Nor can a great deal be expected from the media. Reporters rely on the controlled handouts of the State Department, Pentagon and NATO, seeing their duty as one of adding colorful details to official intimations of Serb atrocities. Thus, the observation of a NATO press relations officer that a freshly plowed field, seen from 30,000 feet up, might be the site of a massacre has been disseminated as news. The notion that humanitarian violations can be redressed with random destruction and killing by advanced technological means is inherently suspect. This is mere pretext for our arrogant assertion of dominance and power in defiance of international law. We make the non-negotiable demands and rules, and implement them by military force. It is all remindful of Henrik Ibsen's "Don't use that foreign word `ideals.' We have that excellent native word `lies.' "

So if, what's sauce for the goose is sauce for the gander, off to the gallows with the CCCC killers - Clinton, Clark, Cohen and Chirac?

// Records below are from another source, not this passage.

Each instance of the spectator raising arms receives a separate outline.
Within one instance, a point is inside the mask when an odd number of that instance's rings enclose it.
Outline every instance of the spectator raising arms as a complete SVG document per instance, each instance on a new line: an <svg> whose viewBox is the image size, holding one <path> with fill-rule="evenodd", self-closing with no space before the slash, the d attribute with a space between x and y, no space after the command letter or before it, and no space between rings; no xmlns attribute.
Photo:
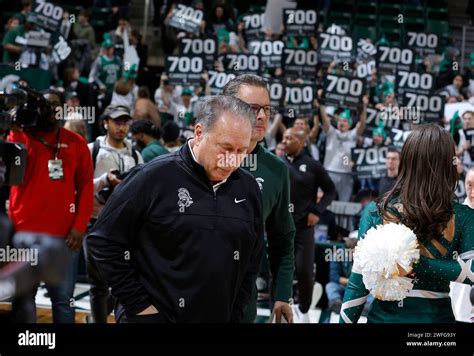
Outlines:
<svg viewBox="0 0 474 356"><path fill-rule="evenodd" d="M351 129L352 118L349 110L344 110L337 118L337 128L331 125L326 113L326 106L321 105L321 119L323 130L326 133L326 155L324 156L324 168L329 173L339 193L340 201L350 201L354 179L352 178L351 148L357 143L357 137L362 136L367 119L368 96L364 96L360 120Z"/></svg>

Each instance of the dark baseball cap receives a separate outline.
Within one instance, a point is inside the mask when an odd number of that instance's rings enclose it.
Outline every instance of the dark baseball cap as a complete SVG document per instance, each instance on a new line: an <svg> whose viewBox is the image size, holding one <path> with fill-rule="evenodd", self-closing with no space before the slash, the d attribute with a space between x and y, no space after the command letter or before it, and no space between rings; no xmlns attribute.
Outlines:
<svg viewBox="0 0 474 356"><path fill-rule="evenodd" d="M128 116L130 120L132 119L130 111L126 106L109 105L104 110L104 118L111 118L112 120L115 120L123 116Z"/></svg>

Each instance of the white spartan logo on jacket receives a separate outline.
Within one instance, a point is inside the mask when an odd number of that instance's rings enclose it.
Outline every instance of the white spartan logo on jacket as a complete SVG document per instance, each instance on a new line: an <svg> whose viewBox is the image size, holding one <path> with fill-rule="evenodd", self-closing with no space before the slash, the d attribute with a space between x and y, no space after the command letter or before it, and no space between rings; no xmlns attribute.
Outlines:
<svg viewBox="0 0 474 356"><path fill-rule="evenodd" d="M186 188L178 189L178 207L179 212L184 213L184 208L189 207L193 203L193 198L189 194L189 191Z"/></svg>

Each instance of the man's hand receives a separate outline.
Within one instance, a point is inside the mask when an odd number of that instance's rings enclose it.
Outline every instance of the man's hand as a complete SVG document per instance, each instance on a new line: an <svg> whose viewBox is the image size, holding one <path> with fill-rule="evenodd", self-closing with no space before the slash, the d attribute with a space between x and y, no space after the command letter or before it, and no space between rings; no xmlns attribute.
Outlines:
<svg viewBox="0 0 474 356"><path fill-rule="evenodd" d="M275 322L281 324L281 316L283 315L288 324L293 324L293 311L291 310L290 304L285 302L275 302L273 306L275 312Z"/></svg>
<svg viewBox="0 0 474 356"><path fill-rule="evenodd" d="M378 103L378 104L375 105L375 108L376 108L377 110L384 110L384 109L385 109L385 105L382 104L382 103Z"/></svg>
<svg viewBox="0 0 474 356"><path fill-rule="evenodd" d="M308 226L316 225L319 222L319 216L313 213L308 214Z"/></svg>
<svg viewBox="0 0 474 356"><path fill-rule="evenodd" d="M122 180L118 179L117 176L112 173L113 169L110 170L109 173L107 173L107 180L110 183L110 186L115 187L116 185L122 183Z"/></svg>
<svg viewBox="0 0 474 356"><path fill-rule="evenodd" d="M368 95L364 95L362 97L362 104L364 104L364 108L366 108L367 105L369 105L369 96Z"/></svg>
<svg viewBox="0 0 474 356"><path fill-rule="evenodd" d="M158 310L153 305L150 305L149 307L142 310L137 315L149 315L149 314L158 314Z"/></svg>
<svg viewBox="0 0 474 356"><path fill-rule="evenodd" d="M82 246L84 233L76 229L71 229L66 237L66 245L73 251L79 251Z"/></svg>

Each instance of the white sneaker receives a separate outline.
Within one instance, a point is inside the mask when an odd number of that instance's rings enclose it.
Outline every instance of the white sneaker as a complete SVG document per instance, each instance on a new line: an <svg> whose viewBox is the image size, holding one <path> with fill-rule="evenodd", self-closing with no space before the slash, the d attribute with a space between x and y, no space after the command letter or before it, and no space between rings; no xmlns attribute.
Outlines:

Along the ABC's of hate and warmongering - Albright, Blair and Cook, not to mention the rest of the NATO war criminals?

Well, the Nuremberg prosecutor didn't quite go as far as to name all the NATO leaders who should be charged with war crimes, but he did say that, "in addition to shredding the U.N. Charter and perverting the purpose of NATO, Clinton has already violated at least two provisions of the United States Constitution" (Article I, Section 8 and Article VI.